Ever since I pledged my sorority in college (OOO-OOP), four has been my favorite number. It was my line number, my position in the group of eleven women who worked together to make the journey into DST. My identity was linked to my number during that time, and I saw the beauty in that digit. It was a perfect square, a pair of pairs. And it looked nice on the back of my red roller-derby jacket.
But four isn’t beautiful when it comes to cancer. My friend, my sorority sister, was diagnosed with stage four colon cancer. There is nothing perfect about it.
I saw her about a month ago when she dropped her daughter at daycare. Our drop off and pickup schedules are usually about 45 minutes apart, but I was taking Elyse in a little early that Wednesday. Chris was limping.
“Are you okay?” I asked. “You look like you are walking funny.”
“Well, I have a mass in my abdomen. We’re going to see the surgeon on Friday. I haven’t been to work in a couple of weeks.”
I was thinking fibroids. A painful, but highly treatable, condition that a lot of women have.
“Okay, go home and get some rest. Let me know if you need something. I’ll call you next week.”
By Monday, the sister network had sent out an e-mail that was as vague as it was ominous. Chris had gone in for exploratory surgery, and the doctors found two masses. She was at home resting. I called a few times, but I didn’t catch her.
E-mail #2, sent out the next week, was even more ominous. It was difficult to tell what exactly her condition was, but the words “oncologist” and “chemotherapy” said it all.
That Sunday I went to our book club meeting, but I got there late. My friend Kay caught me up on what happened later that evening. I was vegging out on my favorite spot on the couch when she called. “I got Kim’s house a few minutes early, and we got to talk about Chris. It is cancer, and she is starting chemo soon. Her mother had cancer, and Kim says that she is cool with it being cancer.”
I sat up fast. “Cool with it? What does that mean? How is someone cool with cancer?”
“I don’t know. Maybe she just meant that she is trying to work through it.”
“Whatever. Nobody is cool with cancer.”
Hmmph. Cool my ass. You are cool with grape Kool-Aid instead of cherry. You are cool with going to the grocery store tomorrow instead of today. You are not cool with cancer.
I called Chris a few more times, but I still kept missing her.
E-mail #3 is released. Chris has lost more than 20 pounds and she was admitted to the hospital because one of the tumors is squeezing an artery and making it difficult to breathe. She is going to a treatment center in Oklahoma for a second opinion and potential treatment.
Cool my ass.
Another sister in our book club was celebrating her birthday this past weekend. Her husband threw her a surprise party, and we hoped to see Chris there. She wasn’t feeling well enough to come out.
Kay and I were still speculating and worried. The e-mails had been vague, and we weren’t sure if Chris was receiving treatment. Kay was able to talk with one of Chris’ closest friends and get some more information. She sat down next to me as I was eating.
“Okay, I talked to Tonya, and I was able to find out about Chris. She has stage four colon cancer.” I dropped my fork.
“What?”
“So, all of the e-mails that we’ve gotten about her, about pain and hospitalization, that has been the cancer.
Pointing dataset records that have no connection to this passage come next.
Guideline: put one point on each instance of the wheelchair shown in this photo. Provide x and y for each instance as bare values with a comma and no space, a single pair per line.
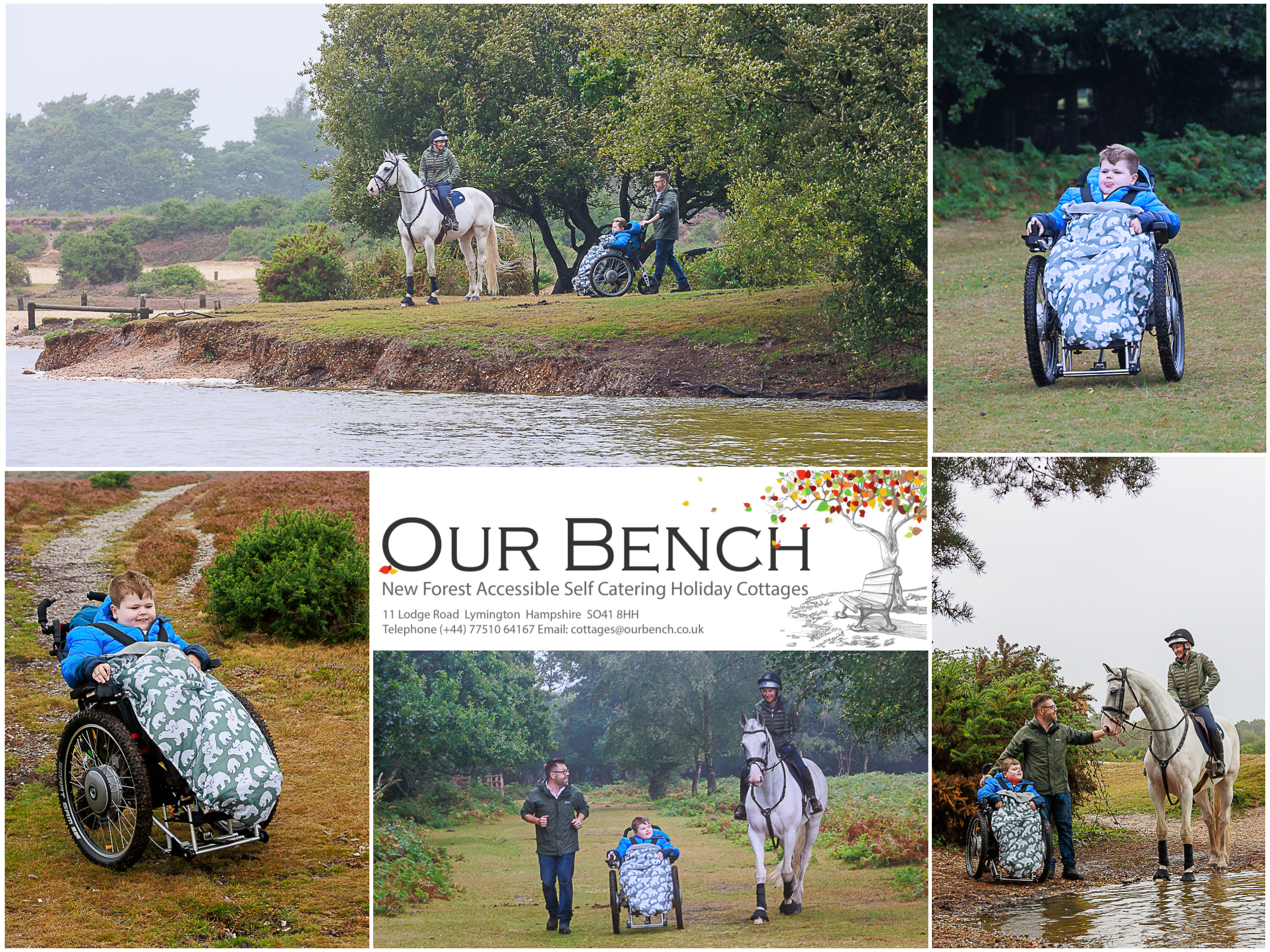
1051,359
614,272
618,898
115,785
982,849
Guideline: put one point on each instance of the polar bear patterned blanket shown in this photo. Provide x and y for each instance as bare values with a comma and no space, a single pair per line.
204,730
1099,276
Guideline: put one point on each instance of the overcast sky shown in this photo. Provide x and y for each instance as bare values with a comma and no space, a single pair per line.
1105,582
240,58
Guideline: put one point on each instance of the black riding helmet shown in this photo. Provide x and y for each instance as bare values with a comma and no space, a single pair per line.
1180,636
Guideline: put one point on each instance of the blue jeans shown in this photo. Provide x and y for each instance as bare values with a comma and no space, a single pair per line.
666,257
553,868
1059,809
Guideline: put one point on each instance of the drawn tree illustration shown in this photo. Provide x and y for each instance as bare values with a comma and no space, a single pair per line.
896,497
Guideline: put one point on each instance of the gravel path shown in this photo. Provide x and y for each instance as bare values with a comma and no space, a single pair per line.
74,563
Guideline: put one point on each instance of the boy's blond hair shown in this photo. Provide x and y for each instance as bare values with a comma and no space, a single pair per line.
1119,154
130,583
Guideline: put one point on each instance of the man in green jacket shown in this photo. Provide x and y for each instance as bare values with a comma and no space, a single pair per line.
665,219
1040,746
439,168
557,810
1191,678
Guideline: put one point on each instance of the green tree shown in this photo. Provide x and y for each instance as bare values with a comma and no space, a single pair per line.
1040,479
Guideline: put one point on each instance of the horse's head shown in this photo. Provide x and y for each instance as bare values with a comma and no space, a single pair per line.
1121,701
757,744
386,175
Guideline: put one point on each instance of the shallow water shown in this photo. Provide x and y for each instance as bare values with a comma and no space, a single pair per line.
68,423
1217,911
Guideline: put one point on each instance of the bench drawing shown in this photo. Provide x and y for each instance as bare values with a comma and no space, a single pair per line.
877,597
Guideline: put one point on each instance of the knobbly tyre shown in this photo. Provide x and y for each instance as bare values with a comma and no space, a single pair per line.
115,784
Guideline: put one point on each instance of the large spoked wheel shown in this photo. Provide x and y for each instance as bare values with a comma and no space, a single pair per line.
614,904
1048,836
976,848
1040,325
234,827
1170,327
677,898
611,276
105,790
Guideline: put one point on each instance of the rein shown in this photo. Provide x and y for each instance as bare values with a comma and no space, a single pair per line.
763,768
1118,716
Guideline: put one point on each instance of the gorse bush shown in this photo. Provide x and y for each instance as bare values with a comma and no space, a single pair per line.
111,480
302,576
306,267
1199,167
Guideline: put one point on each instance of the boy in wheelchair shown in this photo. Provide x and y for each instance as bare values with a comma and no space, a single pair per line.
1100,274
201,728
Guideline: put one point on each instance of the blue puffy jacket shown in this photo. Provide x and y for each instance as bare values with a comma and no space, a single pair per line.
87,646
997,782
658,838
1140,194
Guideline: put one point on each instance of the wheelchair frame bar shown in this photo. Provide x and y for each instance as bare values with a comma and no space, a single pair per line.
221,842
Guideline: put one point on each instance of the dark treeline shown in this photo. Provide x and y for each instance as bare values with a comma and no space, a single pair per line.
80,155
646,718
1071,74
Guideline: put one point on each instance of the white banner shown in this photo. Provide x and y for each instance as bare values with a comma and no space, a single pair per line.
649,559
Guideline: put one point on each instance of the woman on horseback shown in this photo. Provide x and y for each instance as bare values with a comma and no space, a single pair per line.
1191,678
439,170
783,725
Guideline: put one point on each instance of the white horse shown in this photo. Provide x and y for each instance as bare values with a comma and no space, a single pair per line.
776,810
421,221
1175,766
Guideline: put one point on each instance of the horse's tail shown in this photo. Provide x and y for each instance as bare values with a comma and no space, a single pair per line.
492,259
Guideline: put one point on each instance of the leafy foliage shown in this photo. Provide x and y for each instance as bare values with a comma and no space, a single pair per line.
111,480
1198,167
299,575
1040,479
16,272
99,258
306,267
408,868
978,701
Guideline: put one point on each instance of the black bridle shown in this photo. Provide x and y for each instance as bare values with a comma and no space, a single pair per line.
1121,718
761,762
She hasn’t even started treatment yet. The doctors here say that one of the tumors is inoperable, and she is going to Oklahoma for the second opinion, and hopefully treatment.”
I kept frowning, and Kay went on. “Colon cancer is typically something people get in their 40s and 50s. Doctor’s don’t recommend that you get a colonoscopy until you are in your 40s. Chris will be 34 next week.”
We ate our meal in silence. We eventually found our way through some small talk and back into the party.
Cool with it? Bull.
I cried on the way home. Chris is married with two kids. I started thinking about some of our times together.
When we were trying to learn how to rollerblade five years ago, was the cancer there then? What about when we were in the bowling league? Or when she was carrying her daughter? At my daughter’s birthday party two Decembers ago, she told me that she was starting a new job and considering having another baby. How far along was the cancer then? How did she carry Colin through this? How long did it take to get from Stage 0 to Stage 4?
But it does no good to speculate. This is Chris’ fight, her dragon to slay. I’m standing on the sidelines, watching her battle this beast. I wish I that I could jump the dragon from behind, give her an edge so that she could beat its ass. But I can’t. All I can do is pray.
So that’s what I do. I pray for Chris’ strength. I pray that God touches those who treat her, so that they can help to make her well. I pray for her faithfulness. I pray for her husband and children, and I thank God for her presence in my life.
I love you, Chris, and I pray for your safe and healthy return home.